Saturday nights SHOULD be a time to go out to dinner not eat dinner in. But, when your week’s been long sometimes it’s just nice to kick back, skip the espresso, have some wine (well more than some) and use the kitchen for something a bit more upscale in evening fare.
And that’s what we did at the Cafe Saturday night. We whipped up some Farfalle with White Wine Sauce. Yummy is only one of the sounds we heard upon serving it. But before serving it you have to make it, so let’s start there shall we
Ingredients
- 1/2 lb farfalle
- 1/4 to 1/2 cup extra virgin olive oil (depending on pan size, we like a large, deep skillet for this recipe
- One whole onion (the sweeter the better)
- Four garlic cloves
- 1/2 teaspoon salt
- One large sweet bell red pepper (which you’ll leave uncooked)
- Two pounds cooked extra jumbo shrimp, completely de-shelled, thawed
- 1/2 cup white cooking wine (or regular white)
- 1/4 cup of Parmesan cheese
First things first, have some of your wine
Happy? Good, now let’s start.
Fill a large soup pan with water, add about 1/2 teaspoon of salt and get it on your stove, turn on the burner to bring it to a boil. That’ll take a few minutes and you’ll be boiling the Farfalle in it.
Fill a large, deep skillet with the olive oil. We used 1/2 a cup but a 1/4 will probably do just as well. Then, turn on the burner under this pan. Be sure to set the burner for low. Using a lower heat more slowly warms up the oil and leads to less “sputtering” up of the oil from the pan once the oil is really hot.
You’ll want to cut up all your ingredients before you start cooking as things will need to be stirred as you cook on the stove so:
- Cut the onion into thin rings, by slicing it. Place onto a plate and set aside.
- Mince the garlic into small pieces. Place into a small bowl and set aside.
- Chop the sweet red bell pepper up into strips then chop those strips up into small squares. You’ll be adding these in raw to the recipe at the very end. They bring a refreshing crunch to the mix.
- Make sure you shrimp is thoroughly thawed by placing them into a colander and then into a large bowl of cold water, thawing takes about 30 minutes or so. Once thawed, insure the tails are off and the shrimp are in a large bowl for you to easily reach and use later in the recipe.
Once you’ve got your ingredients prepared the action gets a bit more intense. Your water may be boiling now, if so, turn the heat down on it, you’ll need it boiling in a few minutes so just keep it hot for now. The oil in the pan should be very hot by this time.
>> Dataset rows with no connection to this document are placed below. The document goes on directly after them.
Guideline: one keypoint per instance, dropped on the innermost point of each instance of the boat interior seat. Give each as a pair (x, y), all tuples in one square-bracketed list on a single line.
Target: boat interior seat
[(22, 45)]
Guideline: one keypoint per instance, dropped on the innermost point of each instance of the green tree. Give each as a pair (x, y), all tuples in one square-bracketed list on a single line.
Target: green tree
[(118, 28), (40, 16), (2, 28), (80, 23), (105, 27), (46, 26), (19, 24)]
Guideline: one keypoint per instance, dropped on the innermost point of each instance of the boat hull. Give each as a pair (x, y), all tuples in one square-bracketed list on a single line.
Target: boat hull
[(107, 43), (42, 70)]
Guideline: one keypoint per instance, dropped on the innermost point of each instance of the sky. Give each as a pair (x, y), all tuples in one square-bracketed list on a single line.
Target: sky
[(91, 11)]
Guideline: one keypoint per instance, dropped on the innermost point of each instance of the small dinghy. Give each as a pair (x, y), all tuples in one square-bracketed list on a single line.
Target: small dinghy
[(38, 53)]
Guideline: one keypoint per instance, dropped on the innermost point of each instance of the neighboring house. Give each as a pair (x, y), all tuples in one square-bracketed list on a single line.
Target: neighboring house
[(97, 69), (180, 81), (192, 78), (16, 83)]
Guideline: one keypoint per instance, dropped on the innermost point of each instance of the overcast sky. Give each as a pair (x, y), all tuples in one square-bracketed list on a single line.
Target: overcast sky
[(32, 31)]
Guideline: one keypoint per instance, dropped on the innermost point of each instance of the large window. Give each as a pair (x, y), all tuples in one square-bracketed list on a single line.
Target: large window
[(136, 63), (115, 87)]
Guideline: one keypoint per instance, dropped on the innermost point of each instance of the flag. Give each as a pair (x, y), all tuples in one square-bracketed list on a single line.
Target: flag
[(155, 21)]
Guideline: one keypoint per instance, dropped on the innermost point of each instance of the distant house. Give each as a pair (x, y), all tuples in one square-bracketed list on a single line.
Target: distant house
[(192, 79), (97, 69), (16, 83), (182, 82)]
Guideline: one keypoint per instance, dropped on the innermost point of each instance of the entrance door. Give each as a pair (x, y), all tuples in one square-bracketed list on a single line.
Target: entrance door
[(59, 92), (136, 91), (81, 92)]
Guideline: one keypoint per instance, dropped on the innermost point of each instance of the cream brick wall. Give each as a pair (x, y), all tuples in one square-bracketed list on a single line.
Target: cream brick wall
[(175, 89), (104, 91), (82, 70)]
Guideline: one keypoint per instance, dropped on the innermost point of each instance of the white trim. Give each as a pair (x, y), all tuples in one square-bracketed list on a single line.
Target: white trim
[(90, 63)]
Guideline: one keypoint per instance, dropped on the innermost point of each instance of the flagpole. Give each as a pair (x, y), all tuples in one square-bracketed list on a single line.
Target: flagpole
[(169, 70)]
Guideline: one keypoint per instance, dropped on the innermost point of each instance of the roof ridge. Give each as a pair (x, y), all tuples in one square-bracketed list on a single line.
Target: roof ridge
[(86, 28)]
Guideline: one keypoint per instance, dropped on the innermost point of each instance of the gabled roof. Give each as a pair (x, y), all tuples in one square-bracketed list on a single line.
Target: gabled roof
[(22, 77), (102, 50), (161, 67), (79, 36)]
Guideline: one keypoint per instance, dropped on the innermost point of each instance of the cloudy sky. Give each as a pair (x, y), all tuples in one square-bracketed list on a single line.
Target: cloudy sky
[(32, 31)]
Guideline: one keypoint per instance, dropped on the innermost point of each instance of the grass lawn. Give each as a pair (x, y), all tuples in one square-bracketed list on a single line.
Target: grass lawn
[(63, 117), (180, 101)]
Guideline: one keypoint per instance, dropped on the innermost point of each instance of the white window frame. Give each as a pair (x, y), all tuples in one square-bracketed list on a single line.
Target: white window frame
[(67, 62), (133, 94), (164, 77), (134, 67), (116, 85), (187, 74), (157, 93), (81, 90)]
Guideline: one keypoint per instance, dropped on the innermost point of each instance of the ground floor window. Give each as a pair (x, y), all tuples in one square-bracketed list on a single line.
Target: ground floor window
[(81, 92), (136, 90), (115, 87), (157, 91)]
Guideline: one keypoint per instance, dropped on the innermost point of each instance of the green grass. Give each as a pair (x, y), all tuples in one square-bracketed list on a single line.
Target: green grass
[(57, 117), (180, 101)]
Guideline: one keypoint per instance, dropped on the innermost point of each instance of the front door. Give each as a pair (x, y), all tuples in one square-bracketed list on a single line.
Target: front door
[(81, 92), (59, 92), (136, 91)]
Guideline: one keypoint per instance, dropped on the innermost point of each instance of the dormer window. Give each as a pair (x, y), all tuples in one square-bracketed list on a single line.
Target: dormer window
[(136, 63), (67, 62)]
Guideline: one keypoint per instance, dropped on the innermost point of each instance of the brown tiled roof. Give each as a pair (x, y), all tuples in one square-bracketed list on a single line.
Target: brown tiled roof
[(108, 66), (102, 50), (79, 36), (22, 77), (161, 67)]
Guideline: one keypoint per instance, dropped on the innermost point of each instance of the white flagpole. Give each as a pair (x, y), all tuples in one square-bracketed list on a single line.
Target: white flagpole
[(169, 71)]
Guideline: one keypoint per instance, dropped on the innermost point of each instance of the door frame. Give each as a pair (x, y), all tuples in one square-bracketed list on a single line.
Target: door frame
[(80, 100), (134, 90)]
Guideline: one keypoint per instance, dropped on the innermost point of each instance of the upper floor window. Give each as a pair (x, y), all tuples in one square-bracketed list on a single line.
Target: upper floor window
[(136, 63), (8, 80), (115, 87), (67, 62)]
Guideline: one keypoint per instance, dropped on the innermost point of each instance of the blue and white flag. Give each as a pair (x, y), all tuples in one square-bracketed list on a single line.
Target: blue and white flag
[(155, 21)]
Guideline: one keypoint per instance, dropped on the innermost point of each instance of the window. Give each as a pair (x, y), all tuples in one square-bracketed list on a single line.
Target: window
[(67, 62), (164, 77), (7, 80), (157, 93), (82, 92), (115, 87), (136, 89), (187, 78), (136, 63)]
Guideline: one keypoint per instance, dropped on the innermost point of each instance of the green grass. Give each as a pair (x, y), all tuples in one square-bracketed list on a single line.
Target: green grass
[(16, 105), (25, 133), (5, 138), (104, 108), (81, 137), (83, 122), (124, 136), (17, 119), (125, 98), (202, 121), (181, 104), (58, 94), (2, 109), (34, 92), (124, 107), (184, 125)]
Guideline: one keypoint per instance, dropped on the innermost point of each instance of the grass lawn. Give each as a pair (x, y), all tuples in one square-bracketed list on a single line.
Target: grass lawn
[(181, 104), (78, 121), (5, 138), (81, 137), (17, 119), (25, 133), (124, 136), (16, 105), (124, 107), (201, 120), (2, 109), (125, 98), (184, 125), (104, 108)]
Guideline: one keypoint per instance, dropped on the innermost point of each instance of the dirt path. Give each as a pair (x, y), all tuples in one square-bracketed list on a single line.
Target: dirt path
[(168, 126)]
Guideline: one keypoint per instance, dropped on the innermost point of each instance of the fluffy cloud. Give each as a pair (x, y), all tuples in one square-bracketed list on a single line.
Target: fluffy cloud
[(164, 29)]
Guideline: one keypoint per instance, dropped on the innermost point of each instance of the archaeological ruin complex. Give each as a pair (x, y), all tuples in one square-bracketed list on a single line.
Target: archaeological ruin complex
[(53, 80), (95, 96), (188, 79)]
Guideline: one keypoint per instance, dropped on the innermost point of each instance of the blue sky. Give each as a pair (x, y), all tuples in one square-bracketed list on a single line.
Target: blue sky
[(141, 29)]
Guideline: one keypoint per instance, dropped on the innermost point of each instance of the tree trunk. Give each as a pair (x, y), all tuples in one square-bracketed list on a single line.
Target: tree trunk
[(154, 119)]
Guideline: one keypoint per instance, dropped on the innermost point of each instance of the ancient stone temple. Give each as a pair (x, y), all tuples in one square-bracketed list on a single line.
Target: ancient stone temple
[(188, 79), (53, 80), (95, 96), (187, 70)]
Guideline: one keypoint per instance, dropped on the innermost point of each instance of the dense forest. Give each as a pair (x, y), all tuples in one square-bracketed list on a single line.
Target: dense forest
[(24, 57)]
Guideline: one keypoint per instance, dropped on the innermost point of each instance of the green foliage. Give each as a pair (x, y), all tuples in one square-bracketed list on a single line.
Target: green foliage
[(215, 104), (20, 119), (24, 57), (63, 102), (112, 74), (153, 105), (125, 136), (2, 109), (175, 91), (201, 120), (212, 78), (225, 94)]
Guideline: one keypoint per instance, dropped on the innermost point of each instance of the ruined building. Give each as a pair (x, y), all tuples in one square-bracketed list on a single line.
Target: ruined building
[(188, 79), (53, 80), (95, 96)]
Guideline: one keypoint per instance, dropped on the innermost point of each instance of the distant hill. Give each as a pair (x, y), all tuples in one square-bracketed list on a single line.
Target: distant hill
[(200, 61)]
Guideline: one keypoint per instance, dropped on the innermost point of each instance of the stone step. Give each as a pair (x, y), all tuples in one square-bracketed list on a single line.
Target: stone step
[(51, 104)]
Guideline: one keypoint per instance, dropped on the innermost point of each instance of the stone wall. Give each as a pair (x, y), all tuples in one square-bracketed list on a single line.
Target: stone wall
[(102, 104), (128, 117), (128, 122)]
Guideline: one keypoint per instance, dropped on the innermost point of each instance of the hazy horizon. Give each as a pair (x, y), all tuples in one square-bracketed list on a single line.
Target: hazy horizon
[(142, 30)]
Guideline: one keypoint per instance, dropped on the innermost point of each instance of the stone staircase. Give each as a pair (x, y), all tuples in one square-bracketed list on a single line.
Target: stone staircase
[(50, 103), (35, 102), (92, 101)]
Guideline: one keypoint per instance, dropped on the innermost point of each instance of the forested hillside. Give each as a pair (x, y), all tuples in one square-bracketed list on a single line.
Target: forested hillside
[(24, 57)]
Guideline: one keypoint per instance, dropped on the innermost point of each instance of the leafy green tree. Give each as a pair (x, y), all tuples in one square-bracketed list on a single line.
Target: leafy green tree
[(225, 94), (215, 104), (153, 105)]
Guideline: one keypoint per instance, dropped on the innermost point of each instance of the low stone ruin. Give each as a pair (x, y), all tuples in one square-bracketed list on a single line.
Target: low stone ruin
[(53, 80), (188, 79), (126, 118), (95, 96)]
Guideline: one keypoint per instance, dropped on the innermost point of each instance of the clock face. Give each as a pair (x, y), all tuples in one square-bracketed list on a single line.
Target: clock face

Pour the onions and garlic into the pan with the hot olive oil in it. The sound of searing vegetables and their wonderful smell should make you hungry immediately. You’ll want to stir the cooking onions and garlic pretty much constantly in order to lightly brown (emphasis on lightly) the garlic and onion. That’ll take about 5 minutes or so.
Crank up the heat on the pan of hot water in which you’ll be boiling the Farfalle, you’ll want to bring it back to a boil to cook the Farfalle in.
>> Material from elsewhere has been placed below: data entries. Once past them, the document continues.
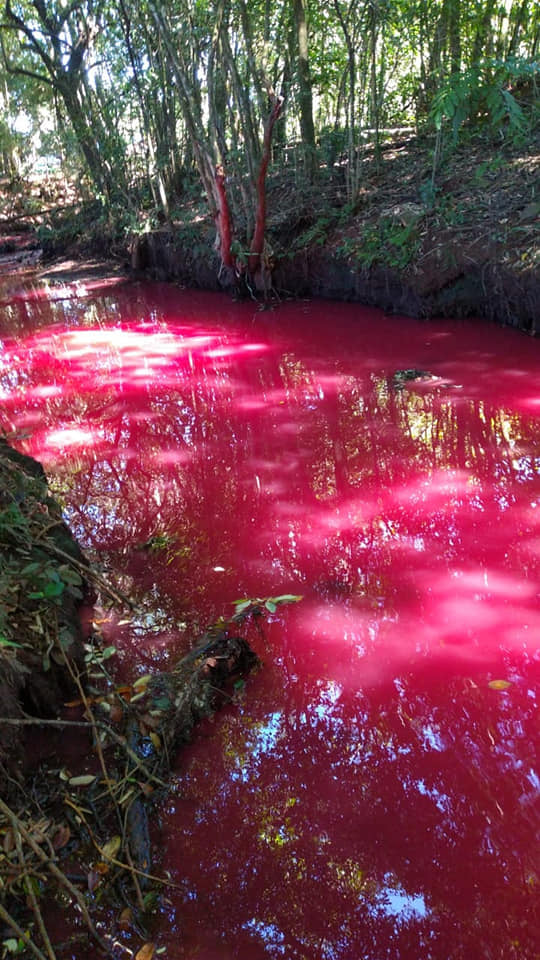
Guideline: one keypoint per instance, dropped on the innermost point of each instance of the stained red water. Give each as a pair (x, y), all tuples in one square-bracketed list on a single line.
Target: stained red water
[(373, 791)]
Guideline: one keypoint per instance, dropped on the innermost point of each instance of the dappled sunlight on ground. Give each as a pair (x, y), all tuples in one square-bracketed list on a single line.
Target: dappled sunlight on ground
[(371, 792)]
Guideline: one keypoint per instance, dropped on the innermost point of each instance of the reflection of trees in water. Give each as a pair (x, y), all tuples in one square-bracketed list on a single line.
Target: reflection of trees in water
[(409, 471), (388, 824), (392, 822)]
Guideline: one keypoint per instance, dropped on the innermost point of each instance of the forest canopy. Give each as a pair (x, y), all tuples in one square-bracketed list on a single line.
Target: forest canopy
[(143, 101)]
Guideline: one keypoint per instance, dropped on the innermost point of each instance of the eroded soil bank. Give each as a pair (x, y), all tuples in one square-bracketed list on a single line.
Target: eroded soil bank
[(462, 243)]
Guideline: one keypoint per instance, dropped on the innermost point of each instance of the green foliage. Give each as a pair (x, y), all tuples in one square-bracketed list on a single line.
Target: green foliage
[(33, 582), (385, 243), (483, 92), (259, 605)]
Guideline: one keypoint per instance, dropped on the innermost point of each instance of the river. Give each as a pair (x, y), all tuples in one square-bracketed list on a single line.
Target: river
[(372, 791)]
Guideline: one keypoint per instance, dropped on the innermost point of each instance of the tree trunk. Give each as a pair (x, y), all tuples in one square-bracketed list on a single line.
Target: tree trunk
[(307, 127), (257, 244)]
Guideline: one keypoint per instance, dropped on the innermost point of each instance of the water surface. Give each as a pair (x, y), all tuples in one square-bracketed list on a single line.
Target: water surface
[(373, 791)]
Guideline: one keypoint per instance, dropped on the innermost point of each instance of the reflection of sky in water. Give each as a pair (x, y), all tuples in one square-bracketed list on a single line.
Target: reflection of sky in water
[(368, 794)]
Once the onion and garlic are browned, pour in the shrimp. Stir and cook for about 8 minutes. Cooking the shrimp makes them softer for this recipe and really helps to bring out their flavor (providing you like shrimp of course).
While the shrimp are cooking, the pan of boiling water should be, well, boiling. Put in the 1/2 pound of Farfalle. Stir and let it cook about 10 minutes. You’ll want it to be al dente - soft to the bite but not squishy. A sort of firm/soft kind of state of being.
About now, the shrimp’s color should be turning a bit more red but more important they should be softening. Take one out and give it a bite, it should be a bit softer. It’s at this point you want to pour in the 1/2 cup of white cooking wine, stir it a bit, and then put the cover back on the pan. You’ll want to simmer this mix, so turn the heat down to low/medium. Let it cook until the shrimp are tender, that’ll be about 10 minutes.
By now the Farfalle should be al dente, so drain it into a colander, and then rinse it with cold water to stop the pasta from cooking. Pour the Farfalle into a large mixing bowl - you’ll be mixing it with all the other ingredients in this bowl so make sure it’s large enough to mix things around.
Turn the heat off under the shrimp and then, pour it onto the Farfalle. There should be a nice light white wine sauce that comes out of the pan along with the shrimp. Make sure you scrape in any of the onion and garlic sticking to the bottom of the pan. Pour the red bell pepper in as well that you chopped up. Then toss everything together in the bowl till it’s all covered. Sneak an occasional taste (cook’s privilege!).
Place into serving bowls, garnish with 1 Tablespoon of parmesan cheese and enjoy! Serves four; add a salad and fresh bread for a nice meal.
What did the taste tester’s think?
Human taste tester one: “Very good, I really like the subtle tastes in this. It’s like upscale comfort food”.
Dog taste tester one: “Woof” (this was after the Cafe Hound sneakily snuck her snout into my plate).